A las 14:47, Milei llegó a la plaza y saludó uno a uno a sus ministros, incluyendo también a varios miembros del gabinete porteño. Los funcionarios que acompañaban al Presidente expresaron satisfacción por el resultado de la reunión del jueves entre los libertarios Diego Santilli y Eduardo “Lule” Menem con los macristas Fernando de Andreis y Cristian Ritondo, y confirmaron que se llevará a cabo un nuevo encuentro la semana siguiente.
De su lado, solo faltó el asesor presidencial Santiago Caputo, pero sí estuvo presente la secretaria de Legal y Técnica, María Ibarzábal, quien forma parte del equipo del consejero presidencial.
A pesar de la afinidad mostrada con el Pro, el Presidente enfrentó un momento inesperadamente amargo. Durante la entrega de la ofrenda floral, junto a Macri, ambos se sorprendieron al notar, a un lado del monumento, una corona enviada por la vicepresidenta Victoria Villarruel, conocida opositora a su gestión. “Siempre tiene algo para decir, si no, se aburre”, bromeó un funcionario del Gobierno, refiriéndose a la vicepresidenta, quien en un comentario reciente criticó el plan económico, la “falta de trabajo” y “la gente que no llega a fin de mes”.

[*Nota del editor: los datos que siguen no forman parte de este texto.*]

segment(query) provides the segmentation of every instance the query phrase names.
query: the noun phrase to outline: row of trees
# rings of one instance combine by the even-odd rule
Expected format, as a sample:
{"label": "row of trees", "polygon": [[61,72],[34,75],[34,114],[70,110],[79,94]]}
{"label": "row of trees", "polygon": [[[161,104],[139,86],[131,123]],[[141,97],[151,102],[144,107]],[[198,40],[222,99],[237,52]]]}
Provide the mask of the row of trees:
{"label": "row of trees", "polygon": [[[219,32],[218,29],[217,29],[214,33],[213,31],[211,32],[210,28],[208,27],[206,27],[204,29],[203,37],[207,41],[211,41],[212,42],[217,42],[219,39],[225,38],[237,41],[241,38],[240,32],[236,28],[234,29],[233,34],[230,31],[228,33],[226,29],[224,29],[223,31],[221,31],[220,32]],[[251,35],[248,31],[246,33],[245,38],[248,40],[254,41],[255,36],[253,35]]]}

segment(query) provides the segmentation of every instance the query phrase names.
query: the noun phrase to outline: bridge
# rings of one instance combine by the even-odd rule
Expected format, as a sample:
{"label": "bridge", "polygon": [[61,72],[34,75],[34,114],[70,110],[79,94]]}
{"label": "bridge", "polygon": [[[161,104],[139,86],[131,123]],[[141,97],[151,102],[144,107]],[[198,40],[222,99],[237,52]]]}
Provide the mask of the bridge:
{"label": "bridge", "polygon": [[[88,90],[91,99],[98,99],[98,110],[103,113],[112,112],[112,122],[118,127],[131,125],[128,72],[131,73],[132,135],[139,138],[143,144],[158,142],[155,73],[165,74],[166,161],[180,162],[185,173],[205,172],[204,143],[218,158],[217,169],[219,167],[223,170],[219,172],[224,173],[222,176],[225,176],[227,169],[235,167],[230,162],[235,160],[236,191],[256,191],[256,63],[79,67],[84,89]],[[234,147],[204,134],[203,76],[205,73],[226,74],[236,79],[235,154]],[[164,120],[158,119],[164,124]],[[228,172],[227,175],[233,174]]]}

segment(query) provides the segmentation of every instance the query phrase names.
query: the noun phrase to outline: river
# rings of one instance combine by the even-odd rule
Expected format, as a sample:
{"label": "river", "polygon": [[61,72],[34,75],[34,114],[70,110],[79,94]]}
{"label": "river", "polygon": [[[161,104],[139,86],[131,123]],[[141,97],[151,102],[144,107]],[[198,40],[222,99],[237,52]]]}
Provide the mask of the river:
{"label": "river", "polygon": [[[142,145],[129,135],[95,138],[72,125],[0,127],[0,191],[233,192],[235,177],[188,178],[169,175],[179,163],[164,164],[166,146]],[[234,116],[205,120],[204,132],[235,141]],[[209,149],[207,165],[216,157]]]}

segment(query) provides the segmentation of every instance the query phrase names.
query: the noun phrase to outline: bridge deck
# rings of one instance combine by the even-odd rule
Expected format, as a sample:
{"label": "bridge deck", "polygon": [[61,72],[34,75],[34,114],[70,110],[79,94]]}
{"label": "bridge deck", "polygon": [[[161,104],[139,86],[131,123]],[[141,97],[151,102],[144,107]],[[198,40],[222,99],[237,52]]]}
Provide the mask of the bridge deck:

En un claro ambiente de precampaña, varios asistentes continuaron con encuentros posteriores al acto. Miembros del bloque de legisladores porteños de La Libertad Avanza, que lidera Pilar Ramírez, se reunieron en un bar cercano con Silvana Giúdici, diputada nacional porteña vinculada a Patricia Bullrich, quien también estuvo presente en el homenaje a San Martín que marcó el regreso del Presidente.